Levi’s sudden movement was met with the ear piercing shrill of his name and a fierce blow to his jaw by Maya’s fist. “YOU PROMISED ME! YOU SWORE YOU’D NEVA’ HURT OUR BABY!” she erupted. She suddenly became insanely combative, striking Levi repeatedly with a closed fist as he continued to try to grab Lily. Levi felt nothing, however. Moonshine had indeed succeeded in numbing both his mind and body. He was seeing double and was uncertain which child to even grab. Despite repeated blows to his face, he kept on reaching for Lily, until he finally had her in his grip. He lost his balance and stumbled when Maya began yanking Lily away. While on his knees, he grabbed Lily’s ankles before Maya could drag her too far. He stood up and pulled Lily toward him, but Maya’s motherly brute strength kept her daughter firmly in her grip. Lily cried out in agony when her wrists and ankles then became the gripping points in a merciless tug of war. Maya’s desperate unfiltered pleas accompanied her battle. Her words had no ability to penetrate Levi’s severely intoxicated brain, though. The haze of his mind was equal to the dirt cloud they were now shrouded in. Only Lily seemed to be absorbing the repeated phrases that revealed the true identity of the man who seemed to be trying to rip her feet clean off her body.
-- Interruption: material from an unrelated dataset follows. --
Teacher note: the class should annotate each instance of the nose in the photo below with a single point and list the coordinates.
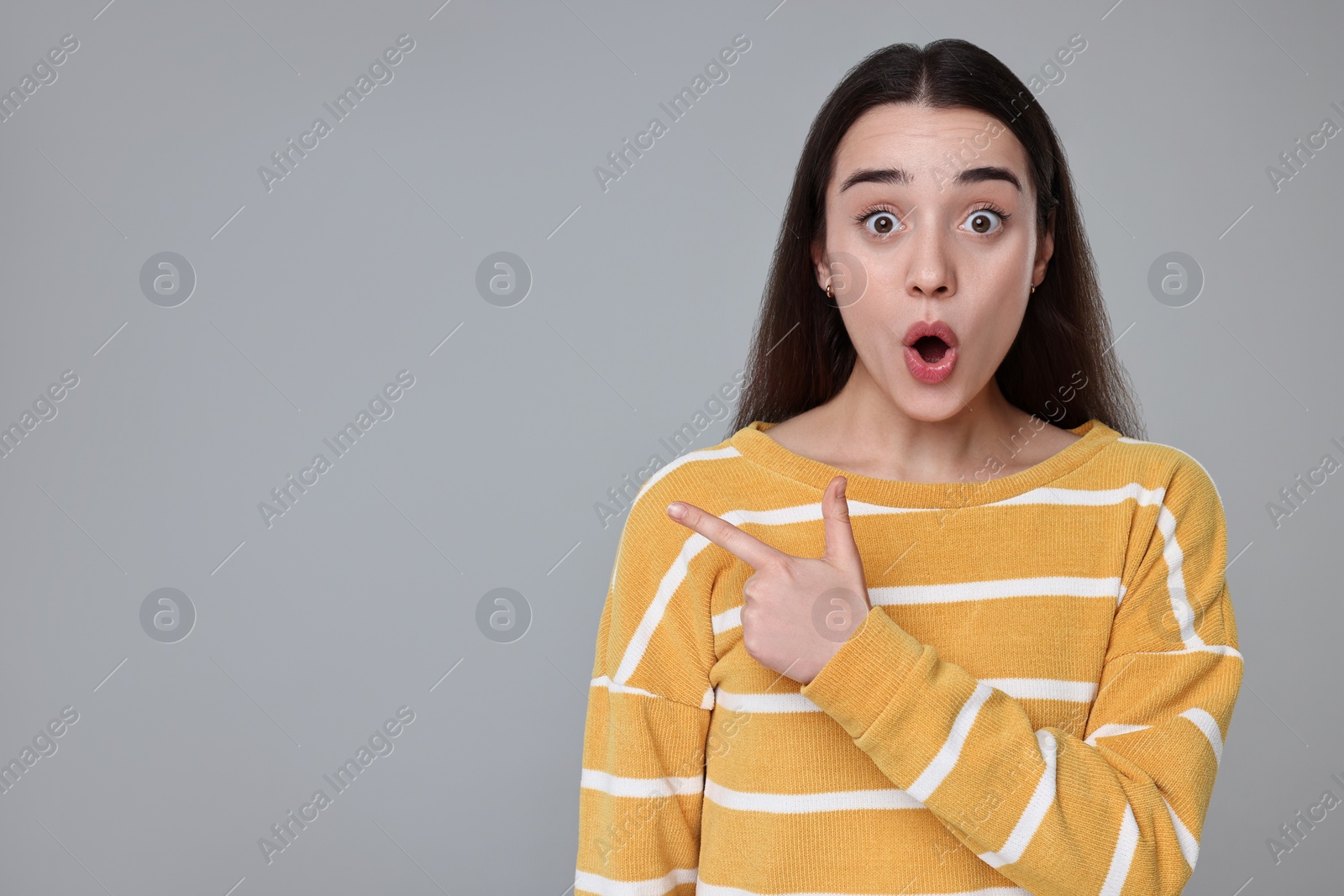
(931, 273)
The brutal battle and Lily’s shrills of pain had commanded the attention of the entire farm. Her heart shattering cries even drew Wyatt from the kitchen to the porch. With the massive dust cloud surrounding the sc
uffle, he could not see clearly, though. “What’s goin’ on?” he asked his mother, looking confused.
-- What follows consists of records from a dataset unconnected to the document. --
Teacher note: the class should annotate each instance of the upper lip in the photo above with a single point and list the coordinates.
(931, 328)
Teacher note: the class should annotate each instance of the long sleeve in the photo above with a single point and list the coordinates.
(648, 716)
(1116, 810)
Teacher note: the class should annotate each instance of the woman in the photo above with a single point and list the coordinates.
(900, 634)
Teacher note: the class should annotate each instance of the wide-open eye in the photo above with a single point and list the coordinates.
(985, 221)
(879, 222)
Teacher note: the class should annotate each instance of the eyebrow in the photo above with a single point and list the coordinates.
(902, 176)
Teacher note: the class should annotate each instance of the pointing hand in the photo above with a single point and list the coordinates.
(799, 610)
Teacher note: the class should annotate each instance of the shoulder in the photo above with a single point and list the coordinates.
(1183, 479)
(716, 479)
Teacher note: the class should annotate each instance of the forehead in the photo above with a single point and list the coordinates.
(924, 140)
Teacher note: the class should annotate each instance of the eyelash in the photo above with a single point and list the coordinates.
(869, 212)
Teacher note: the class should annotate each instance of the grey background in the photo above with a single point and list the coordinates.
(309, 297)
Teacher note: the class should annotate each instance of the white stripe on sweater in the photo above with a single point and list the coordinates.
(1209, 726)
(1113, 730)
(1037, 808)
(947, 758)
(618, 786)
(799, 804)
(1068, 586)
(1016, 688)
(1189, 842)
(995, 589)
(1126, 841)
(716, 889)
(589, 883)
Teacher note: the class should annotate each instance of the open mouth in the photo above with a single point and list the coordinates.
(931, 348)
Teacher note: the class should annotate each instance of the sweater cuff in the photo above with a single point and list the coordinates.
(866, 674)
“Maya’s fightin’ with your fatha’! Go help ’em!” Emily screamed.
“What do you want me to do?”
“Get the whip!”
“Whip?” he asked, looking confused. “What whip?”
“It’s hangin’ in the barn!”
“But I don’t wanna whip Miss Maya!”
Wyatt’s neck cracked from the force of his mother’s hand across his face. “Don’t you dare disrespect me, you worthless heathen!”
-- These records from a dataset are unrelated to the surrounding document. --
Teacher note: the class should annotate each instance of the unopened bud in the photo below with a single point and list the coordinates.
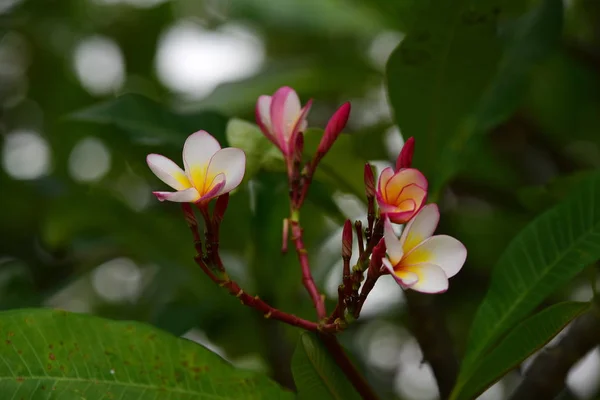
(347, 240)
(376, 256)
(404, 159)
(298, 148)
(369, 181)
(334, 127)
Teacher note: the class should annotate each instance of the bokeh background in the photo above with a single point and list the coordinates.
(80, 230)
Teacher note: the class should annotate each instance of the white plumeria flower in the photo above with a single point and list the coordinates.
(420, 261)
(281, 117)
(209, 170)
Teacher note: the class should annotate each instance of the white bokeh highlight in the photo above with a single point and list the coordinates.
(193, 61)
(89, 160)
(25, 155)
(99, 65)
(118, 280)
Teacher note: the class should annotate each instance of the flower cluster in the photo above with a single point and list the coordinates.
(418, 260)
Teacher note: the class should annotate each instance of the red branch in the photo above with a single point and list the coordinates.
(307, 278)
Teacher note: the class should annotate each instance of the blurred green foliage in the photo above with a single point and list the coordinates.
(502, 97)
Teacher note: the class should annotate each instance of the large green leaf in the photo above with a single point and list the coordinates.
(454, 76)
(48, 353)
(529, 40)
(260, 152)
(550, 251)
(521, 342)
(439, 72)
(148, 121)
(316, 374)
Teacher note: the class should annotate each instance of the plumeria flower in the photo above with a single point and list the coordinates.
(210, 171)
(401, 194)
(281, 117)
(420, 261)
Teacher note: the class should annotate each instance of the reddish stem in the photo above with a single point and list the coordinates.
(342, 360)
(307, 278)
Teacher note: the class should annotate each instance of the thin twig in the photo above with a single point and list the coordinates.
(545, 377)
(342, 360)
(307, 279)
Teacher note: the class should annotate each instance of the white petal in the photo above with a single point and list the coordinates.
(404, 278)
(442, 250)
(183, 196)
(392, 244)
(168, 172)
(263, 108)
(232, 163)
(432, 278)
(198, 149)
(420, 228)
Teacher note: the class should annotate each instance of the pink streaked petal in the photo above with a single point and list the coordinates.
(384, 178)
(431, 278)
(285, 109)
(300, 124)
(183, 196)
(420, 227)
(442, 250)
(403, 278)
(400, 217)
(198, 149)
(412, 192)
(263, 114)
(168, 172)
(393, 246)
(232, 163)
(400, 180)
(215, 188)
Wyatt held his aching cheek, his chest heaving as he glared at his mother with disdain.
“NOW DO WHAT I SAY!” Emily screamed, shoving him.
Wyatt stumbled slightly and caught himself before he fell down the porch steps. As he went in search of the whip, his secret hatred for his mother was running rampant on his mind. From the time he could comprehend words, he knew his mother equally loathed him. He could not ever recall her telling him that she loved him. But he had most certainly internalized the countless times she had told him that he was a regretful unwanted mistake. The pain of her words was now embedded in his nerves, muscles, and every bone in his body. His body was one that his mother had only ever touched with the sting of a leather strap, and never the warmth of a motherly embrace. Her constant belittling and brutality had caused Wyatt’s hatred for her to fester in his soul for sixteen years. His mother’s callousness was the reason he looked forward to working with Maya in the barn every morning before school. She never failed to greet him and his brothers with a smile and a much-needed hug. He loved that Maya even spoke to them like they were human. Her warmth and simple affections were the antidote for the constant mental poison his mother injected into his mind that sometimes made Wyatt want to hang himself. Maya’s loving motherly medicine was indeed his saving grace. Now, here his mother was, asking him to brutalize the only woman on the farm who had ever shown him any compassion. The thought of such a thing had Wyatt seething inside by the time he found the whip. His mother’s blow to his face seemed to have caused sixteen years of simmering anger to transition into a boiling rage. As he yanked the old, dried out whip off the wall, that rage was now ready to erupt with volcanic force. He stormed out of the barn with it, wishing it was his mother’s back he could lash it across nonstop, until he stripped the demon from her soul.